Hot Springs are a natural outflow of hot water at the Earth's surface. They typically collect in shallow depressions to form thermal pools. In Yellowstone, hot springs can form from 1) silica-bearing alkaline chloride waters, 2) travertine-forming calcium carbonate waters, or 3) steam condensation originating from fumaroles.
Geysers represent a familiar and special type of surface expression of Yellowstone's active hydrothermal systems. They are especially abundant in the Lower, Midway, and Upper Geyser Basins near Old Faithful. Geyser eruptions can occur on a regular schedule, like Old Faithful in Upper Geyser Basin, or can occur only occasionally and/or unpredictably like Steamboat in Norris Geyser Basin. Geyser eruption intervals and activity vary due to changes in the subsurface natural plumbing system – some of which we don't yet understand well.
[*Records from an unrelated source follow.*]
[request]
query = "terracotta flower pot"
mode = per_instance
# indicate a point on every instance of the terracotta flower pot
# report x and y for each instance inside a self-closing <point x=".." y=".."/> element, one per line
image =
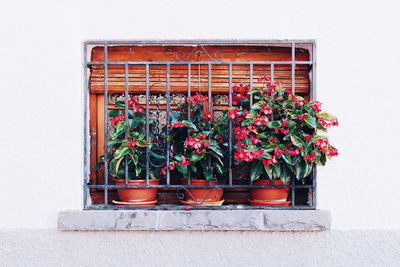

All geysers require two fundamental features: (1) a subsurface reservoir where hot waters can accumulate and reach boiling temperatures, and (2) a constriction in the geyser conduit that provides throttling and focusing of erupting fluids. For a geyser to erupt, the subsurface reservoir boils, builds pressure, then ejects small amounts of water. When enough water is ejected the pressure drops, causing the remaining water to become a steam-water mixture that is forcibly ejected through the constricted conduit. Geysers may erupt through narrow cones, large silica structures, or hot spring pools (called fountain geysers).
Fumaroles are holes or cracks in volcanic areas that emit steam containing carbon dioxide and hydrogen sulfide. The gaseous mixtures form when magma in the subsurface releases gases that rise through and react with overlying hot water. In many cases, fumarolic steam condenses to form thermal pools at the surface. Hydrogen sulfide (H2S) creates the distinctive rotten-egg odor of sulfur gases. Bacteria thrive in fumarolic environments, and usually oxidize the fluids to be strongly acidic sulfuric acid (H2SO4, pH of 0.5 to 4).
Mud pots are formed where steam and acidic fluids eat away at surrounding rocks. The remaining muddy mixture is made up of minerals including clays, pyrite (fools gold) and sulfates. Mudpots have a huge variety of colors (white, tan, pink, brown, grey, and black), and their fluidity depends on water supply and the minerals that make up the mud particles.